The Asseburg is a ruined hill castle on the narrow, southern crest of the Asse ridge in the Harz Mountains of Germany, not far from Wolfenbüttel.

== History ==
The castle was built around 1218 by Gunzelin of Wolfenbüttel and his descendants of the House of Asseburg, as a so-called Ganerbenburg, or castle managed and occupied by more than one family or branch. Based on its dimensions, this elongated fortification was the largest hill castle in North Germany and was considered impregnable. Its purpose was to secure the lands around Wolfenbüttel.

When Gunzelin refused to swear allegiance to Duke Albert I of Brunswick-Lüneburg, of the House of Welf, in 1255, the latter destroyed Gunzelin's Wolfenbüttel Castle and sieged Gunzelin's son Burchardus de Asseburc (Burchard or Busso of Asseburg) at Asseburg Castle. Burchard was able to withstand during three years, however in 1258 had to relinquish the castle to Duke Albert I. Burchard was then allowed to retreat to Westphalia with his knights, and received a compensation of 400 gold mark for the castle. After Gunzelin's death in 1260, his sons also lost the county of Peine to the bishop of Hildesheim.

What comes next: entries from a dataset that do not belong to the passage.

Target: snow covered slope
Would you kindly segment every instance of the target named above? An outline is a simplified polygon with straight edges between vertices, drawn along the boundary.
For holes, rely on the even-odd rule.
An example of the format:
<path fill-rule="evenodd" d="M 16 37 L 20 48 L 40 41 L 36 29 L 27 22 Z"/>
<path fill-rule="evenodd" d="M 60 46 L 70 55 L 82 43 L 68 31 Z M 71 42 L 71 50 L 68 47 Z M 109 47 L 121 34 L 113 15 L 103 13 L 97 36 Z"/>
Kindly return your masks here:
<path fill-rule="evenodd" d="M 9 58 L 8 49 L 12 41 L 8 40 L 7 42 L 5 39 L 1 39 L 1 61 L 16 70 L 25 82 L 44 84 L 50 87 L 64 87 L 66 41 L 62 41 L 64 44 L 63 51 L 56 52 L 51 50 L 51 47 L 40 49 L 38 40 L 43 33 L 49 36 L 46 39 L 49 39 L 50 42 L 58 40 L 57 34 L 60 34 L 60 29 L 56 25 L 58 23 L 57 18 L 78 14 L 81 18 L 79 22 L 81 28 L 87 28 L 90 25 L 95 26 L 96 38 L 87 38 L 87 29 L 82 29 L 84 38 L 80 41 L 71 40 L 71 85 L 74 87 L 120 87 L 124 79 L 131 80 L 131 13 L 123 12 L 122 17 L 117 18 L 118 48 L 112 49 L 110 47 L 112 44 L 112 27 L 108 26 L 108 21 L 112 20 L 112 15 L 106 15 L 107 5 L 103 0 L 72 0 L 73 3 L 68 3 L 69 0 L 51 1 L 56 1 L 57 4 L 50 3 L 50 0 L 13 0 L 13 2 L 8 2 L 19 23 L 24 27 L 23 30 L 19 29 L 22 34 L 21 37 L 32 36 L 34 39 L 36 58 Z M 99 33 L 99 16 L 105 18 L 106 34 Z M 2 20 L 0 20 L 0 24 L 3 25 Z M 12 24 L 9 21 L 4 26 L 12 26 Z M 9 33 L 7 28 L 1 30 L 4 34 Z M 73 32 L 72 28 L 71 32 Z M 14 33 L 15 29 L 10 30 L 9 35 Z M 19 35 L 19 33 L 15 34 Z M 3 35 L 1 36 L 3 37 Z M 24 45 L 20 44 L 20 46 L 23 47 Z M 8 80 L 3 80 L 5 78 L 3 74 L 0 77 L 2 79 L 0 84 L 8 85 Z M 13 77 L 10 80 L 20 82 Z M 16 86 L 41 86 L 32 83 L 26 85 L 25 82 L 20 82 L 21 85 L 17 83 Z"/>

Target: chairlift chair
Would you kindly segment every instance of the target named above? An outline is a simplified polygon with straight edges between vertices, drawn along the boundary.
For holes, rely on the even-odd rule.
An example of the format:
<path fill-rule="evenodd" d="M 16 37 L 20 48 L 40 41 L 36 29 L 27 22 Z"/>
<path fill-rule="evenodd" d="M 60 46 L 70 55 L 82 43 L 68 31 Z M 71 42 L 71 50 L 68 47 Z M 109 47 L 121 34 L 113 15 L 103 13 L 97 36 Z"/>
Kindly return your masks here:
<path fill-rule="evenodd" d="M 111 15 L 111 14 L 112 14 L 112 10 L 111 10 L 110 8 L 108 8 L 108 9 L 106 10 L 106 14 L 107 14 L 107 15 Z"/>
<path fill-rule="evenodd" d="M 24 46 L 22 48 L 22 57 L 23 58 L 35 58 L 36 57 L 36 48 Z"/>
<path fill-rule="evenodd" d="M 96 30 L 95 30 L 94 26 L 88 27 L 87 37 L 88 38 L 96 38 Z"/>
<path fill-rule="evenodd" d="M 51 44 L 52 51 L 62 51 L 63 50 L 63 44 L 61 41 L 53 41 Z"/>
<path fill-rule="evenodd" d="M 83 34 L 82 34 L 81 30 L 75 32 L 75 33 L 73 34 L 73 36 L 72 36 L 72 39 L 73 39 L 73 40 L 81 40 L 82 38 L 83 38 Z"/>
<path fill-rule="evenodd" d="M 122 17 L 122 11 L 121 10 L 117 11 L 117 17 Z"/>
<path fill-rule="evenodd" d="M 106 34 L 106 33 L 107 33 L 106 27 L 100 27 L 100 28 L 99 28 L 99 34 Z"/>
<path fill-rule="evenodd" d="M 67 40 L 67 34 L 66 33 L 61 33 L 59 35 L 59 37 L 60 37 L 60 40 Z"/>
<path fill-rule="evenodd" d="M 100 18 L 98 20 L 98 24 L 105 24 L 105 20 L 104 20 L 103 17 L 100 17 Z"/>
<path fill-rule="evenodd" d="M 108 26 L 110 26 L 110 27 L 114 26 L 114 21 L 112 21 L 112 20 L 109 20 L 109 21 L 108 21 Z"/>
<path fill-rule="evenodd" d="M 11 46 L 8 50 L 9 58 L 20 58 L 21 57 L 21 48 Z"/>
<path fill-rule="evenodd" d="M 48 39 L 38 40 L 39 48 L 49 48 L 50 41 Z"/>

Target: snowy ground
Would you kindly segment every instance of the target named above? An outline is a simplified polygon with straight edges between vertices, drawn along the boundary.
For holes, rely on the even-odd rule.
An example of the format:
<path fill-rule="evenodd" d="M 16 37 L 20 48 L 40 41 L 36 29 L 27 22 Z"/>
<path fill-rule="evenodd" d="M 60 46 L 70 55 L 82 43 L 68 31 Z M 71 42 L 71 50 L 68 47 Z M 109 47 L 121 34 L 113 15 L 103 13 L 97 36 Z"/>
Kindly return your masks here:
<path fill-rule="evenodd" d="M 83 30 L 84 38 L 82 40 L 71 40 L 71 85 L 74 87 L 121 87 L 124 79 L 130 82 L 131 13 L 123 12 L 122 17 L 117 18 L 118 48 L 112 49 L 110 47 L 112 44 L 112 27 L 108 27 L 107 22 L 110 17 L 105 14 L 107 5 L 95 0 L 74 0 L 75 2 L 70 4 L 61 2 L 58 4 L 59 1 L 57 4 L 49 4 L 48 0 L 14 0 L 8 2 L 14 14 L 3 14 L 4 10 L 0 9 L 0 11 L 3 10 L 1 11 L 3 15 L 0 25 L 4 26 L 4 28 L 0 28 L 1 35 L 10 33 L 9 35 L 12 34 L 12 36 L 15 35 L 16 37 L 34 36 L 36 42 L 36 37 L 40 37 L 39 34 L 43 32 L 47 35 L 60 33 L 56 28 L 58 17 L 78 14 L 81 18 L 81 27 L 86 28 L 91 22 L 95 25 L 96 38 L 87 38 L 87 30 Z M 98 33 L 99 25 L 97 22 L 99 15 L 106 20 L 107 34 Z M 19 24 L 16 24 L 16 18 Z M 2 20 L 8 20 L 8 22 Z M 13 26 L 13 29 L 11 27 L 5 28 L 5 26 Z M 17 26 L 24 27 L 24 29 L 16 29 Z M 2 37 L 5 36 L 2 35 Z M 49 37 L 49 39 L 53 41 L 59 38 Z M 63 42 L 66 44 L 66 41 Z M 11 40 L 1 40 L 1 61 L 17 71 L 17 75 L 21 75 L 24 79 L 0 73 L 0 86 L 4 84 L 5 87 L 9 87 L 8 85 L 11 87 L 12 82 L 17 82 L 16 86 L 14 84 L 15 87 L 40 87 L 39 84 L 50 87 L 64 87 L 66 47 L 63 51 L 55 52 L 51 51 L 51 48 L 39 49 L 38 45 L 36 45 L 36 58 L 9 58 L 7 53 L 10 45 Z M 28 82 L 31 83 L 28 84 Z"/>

Asseburg became one of the strongest fortresses in the duchy. In 1330 the dukes had to pledge the castle to the city of Brunswick, which was interested in securing the trade routes below. When Duke Henry IV asked the castle back in 1492, threatening another siege, the garrison set fire on the castle and left. It fell into ruins after it was abandoned.

== Literature ==
- Hans Adolf Schultz (1980). "Burgen und Schlösser des Braunschweiger Landes"
- "Auf dem Weg zur herzoglichen Residenz Wolfenbüttel im Mittelalter" (2003)
- Friedrich-Wilhelm Krahe (1996). "Burgen des deutschen Mittelalters"
- Ernst Andreas Friedrich: Die Ruine der Asseburg, S.116-117, in: Wenn Steine reden könnten, Vol. III, Landbuch-Verlag, Hanover, 1995, ISBN 3-7842-0515-1.